Angelique Whitehurst Ph.D.

This grant is being fully funded by the Thomas G. Labrecque Foundation, through the Uniting Against Lung Cancer Grant Program.

Lay Description

The cells that constitute normal tissues carry out elaborate mechanisms to ensure proper function and growth. These mechanisms include checkpoints that prevent uncontrolled cell division. Normal cells do not divide quickly, but instead become specialized to carry out specific physiological functions, such as the production of breast milk. Cancer cells are different from normal cells in many ways, in particular they have lost their ability to regulate how fast they grow and divide. This loss leads to rapid cell division resulting in a mass of cells that has no physiological function. Part of understanding cancer development and progression is identifying genes that cancer cells rely on for survival. Through a number of technological advances, we have been able to develop a method to determine which genes in the human genome are required for tumor cell viability. We have performed this analysis in lung cancer cells and identified a number of genes that allow cancer cells to grow uncontrollably. In particular, we have identified a gene, LAS1, which appears to be required for multiple different types of lung tumor cells, but not normal cells, to grow. Because this gene may not be required for normal cells it is an excellent targets for therapeutic intervention since normal cells will not be impacted. The studies proposed here will determine how this protein functions in the cancer cell.

Scientific Abstract

The overarching objective of our research is to identify the most effective molecular entry-points for the development of novel chemotherapeutic lung cancer intervention strategies. Given the known combination of promise and limitation in the application of paclitaxel for management of lung cancer progression, we have elected to focus on the comprehensive identification of genetic loci that can be exploited to enhance the therapeutic benefit of taxol exposure.

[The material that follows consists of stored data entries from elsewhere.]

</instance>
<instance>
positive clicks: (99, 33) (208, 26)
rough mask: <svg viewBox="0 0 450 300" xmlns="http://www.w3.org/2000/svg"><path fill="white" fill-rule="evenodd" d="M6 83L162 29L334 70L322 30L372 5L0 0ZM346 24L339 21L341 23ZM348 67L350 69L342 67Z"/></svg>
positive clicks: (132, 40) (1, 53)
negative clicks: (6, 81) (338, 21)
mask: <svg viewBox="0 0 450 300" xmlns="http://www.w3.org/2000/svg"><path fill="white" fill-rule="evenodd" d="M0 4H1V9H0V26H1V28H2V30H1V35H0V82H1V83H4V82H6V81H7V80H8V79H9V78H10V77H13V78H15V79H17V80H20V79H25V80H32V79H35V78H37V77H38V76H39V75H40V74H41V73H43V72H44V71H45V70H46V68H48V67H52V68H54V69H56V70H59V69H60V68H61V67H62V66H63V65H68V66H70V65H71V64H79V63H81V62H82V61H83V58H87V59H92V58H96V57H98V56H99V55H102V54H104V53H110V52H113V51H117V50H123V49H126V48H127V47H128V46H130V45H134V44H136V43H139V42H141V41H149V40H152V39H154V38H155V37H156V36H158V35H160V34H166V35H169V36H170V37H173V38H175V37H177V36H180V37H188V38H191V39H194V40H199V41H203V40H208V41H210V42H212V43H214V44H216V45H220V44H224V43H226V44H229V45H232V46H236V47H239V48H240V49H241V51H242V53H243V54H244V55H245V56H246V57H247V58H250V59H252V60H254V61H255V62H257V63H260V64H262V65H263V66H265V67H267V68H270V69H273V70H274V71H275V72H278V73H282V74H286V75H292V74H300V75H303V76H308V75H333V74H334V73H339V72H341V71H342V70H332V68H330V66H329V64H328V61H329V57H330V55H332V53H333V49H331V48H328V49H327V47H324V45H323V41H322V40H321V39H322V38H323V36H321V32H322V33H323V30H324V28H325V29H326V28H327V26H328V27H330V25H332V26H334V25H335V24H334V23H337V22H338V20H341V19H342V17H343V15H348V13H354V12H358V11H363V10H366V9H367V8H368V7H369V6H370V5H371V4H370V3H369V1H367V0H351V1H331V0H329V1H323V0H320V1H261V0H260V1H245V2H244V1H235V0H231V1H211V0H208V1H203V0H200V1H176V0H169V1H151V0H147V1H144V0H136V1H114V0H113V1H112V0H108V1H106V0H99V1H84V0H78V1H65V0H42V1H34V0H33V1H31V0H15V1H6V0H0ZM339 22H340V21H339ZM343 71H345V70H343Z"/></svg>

We have performed multiple functional genomics screens using paclitaxel as a sensitizer and revealed a tumor specific dependency on the LAS1 protein, a member of the pulmonary adenoma susceptibility locus. It is a rare event that multiple functional genomics screens in diverse genetic backgrounds reveal a common dependency on a single gene, thus we hypothesize that LAS1 is supporting core machinery that drives tumorigenesis, specifically LAS1 has recently been characterized as a contributor to mitosis[1]. The focus of this proposal is to characterize how LAS1 contributes to tumorigenesis by defining its role during the cell cycle and identifying the network of proteins that supports its function.